Verapamil Restores β-Cell Mass and Function in Diabetogenic Stress Models via Proliferation and Mitochondrial Respiration

Abstract

Diabetes remains a global health challenge, characterized by persistent hyperglycemia and gradual depletion or impairment of pancreatic β-cells. Current treatments focus on managing glycemic control, but do not mitigate β-cell mass. Verapamil, an FDA-approved calcium channel blocker for hypertension, has shown potential therapeutic action towards β-cells in the context of diabetes. In this study, we investigated the cytoprotective and metabolic efficacy of verapamil on mouse-derived MIN6 β-cells under metabolic and diabetogenic stressors like high glucose, toxins, and an inflammatory cytokine cocktail, as well as investigated a zebrafish model. At safe, non-toxic doses, verapamil elevated the levels of cholecystokinin (CCK), an incretin associated with β-cell preservation and enhanced mitochondrial respiration.
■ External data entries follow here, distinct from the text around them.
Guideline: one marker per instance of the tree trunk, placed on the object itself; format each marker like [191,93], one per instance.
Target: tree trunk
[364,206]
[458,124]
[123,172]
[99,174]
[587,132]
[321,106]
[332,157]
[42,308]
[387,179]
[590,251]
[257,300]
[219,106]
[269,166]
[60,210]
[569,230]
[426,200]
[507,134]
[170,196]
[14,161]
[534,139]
Notably, pretreatment and co-treatment of verapamil in the presence of stressors offered substantial protection and preserved mitochondrial function, whereas post-treatment effects were moderate and model dependent. In the zebrafish model, verapamil promoted β-cell recovery and regeneration before, during, and after targeted ablation. The drug seemed to work in several ways: inducing proliferation, reducing stress on β cells, boosting their energy production, and activating survival signals. Together, our data aligned with earlier human clinical trials showing that verapamil administration preserved β-cell mass and function in patients with recent-onset type 1 diabetes. The high efficacy, affordability, and broad mechanisms of action make verapamil a desirable therapeutic candidate for diabetes. Nevertheless, further mechanistic studies and long-term clinical trials are warranted to establish its utility in diabetes management.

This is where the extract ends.